Members of the ANC’s top leadership have also spoken at cross-purposes — the structure takes a decision communicated by the secretary-general, but individual members go public with their factions’ positions.

While Zuma has been captured by business interests, including but not limited to the Gupta family, his capture and control of the NEC has enabled him to get away with it.

In the document For the Sake of Our Future, party veterans delivered a scathing indictment of the current leadership.

"The leadership of the ANC as a collective has failed the people of SA," it reads.

"It has presided over the downward spiral of the organisation and given rise to widespread national anxiety by defending, among other things, the personal interests of some leaders at the expense of the public good and the credibility of the organisation."

The NEC has shunned the party’s own veterans.

Zuma’s capture of the ANC is so complete that he recently defied it and brought his own legal opinion to a meeting discussing whether or not the ANC in KwaZulu-Natal should appeal against the setting aside of a high court judgment that found the 2015 election of his minions in the province illegal.

That conference was another example of the NEC pushing Zuma’s agenda — his backers pushed for the KwaZulu-Natal conference to go ahead while it was clear that processes had not been concluded, leaving it vulnerable to court challenges.

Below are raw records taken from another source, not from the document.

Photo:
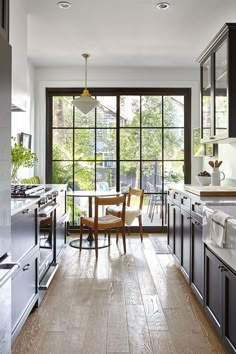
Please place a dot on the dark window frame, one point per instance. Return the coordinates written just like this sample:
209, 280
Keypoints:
186, 92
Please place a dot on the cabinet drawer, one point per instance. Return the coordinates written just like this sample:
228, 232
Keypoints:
60, 234
23, 232
24, 288
186, 202
197, 210
174, 196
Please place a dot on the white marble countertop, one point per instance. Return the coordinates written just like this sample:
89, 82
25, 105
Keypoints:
19, 204
206, 200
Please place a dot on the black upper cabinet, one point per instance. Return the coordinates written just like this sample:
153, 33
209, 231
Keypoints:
218, 87
4, 18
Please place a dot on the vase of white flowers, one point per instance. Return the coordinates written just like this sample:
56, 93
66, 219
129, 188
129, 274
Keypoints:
20, 157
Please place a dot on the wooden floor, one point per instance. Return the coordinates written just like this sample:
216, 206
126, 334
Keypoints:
134, 303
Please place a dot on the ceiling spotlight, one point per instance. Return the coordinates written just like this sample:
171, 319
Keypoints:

ANC leaders began admitting their failures, with Parliament’s chief whip Jackson Mthembu declaring in 2016 that Zuma and the NEC should step down — but again, this was largely motivated by the prospect of further election losses. Doing what is right has long been a foreign concept to the ANC’s current leadership — expediency has been the primary driver of the party’s decisions, not principle.

The question the electorate will have to answer in 2019 is the extent to which they will punish the party — even its new leadership elected this weekend — given the damage to the economy and its institutions wrought by its leaderships’ complacency in the past decade.

Undoing the capture of the ANC, Africa’s oldest liberation movement, will be an arduous, near-impossible task.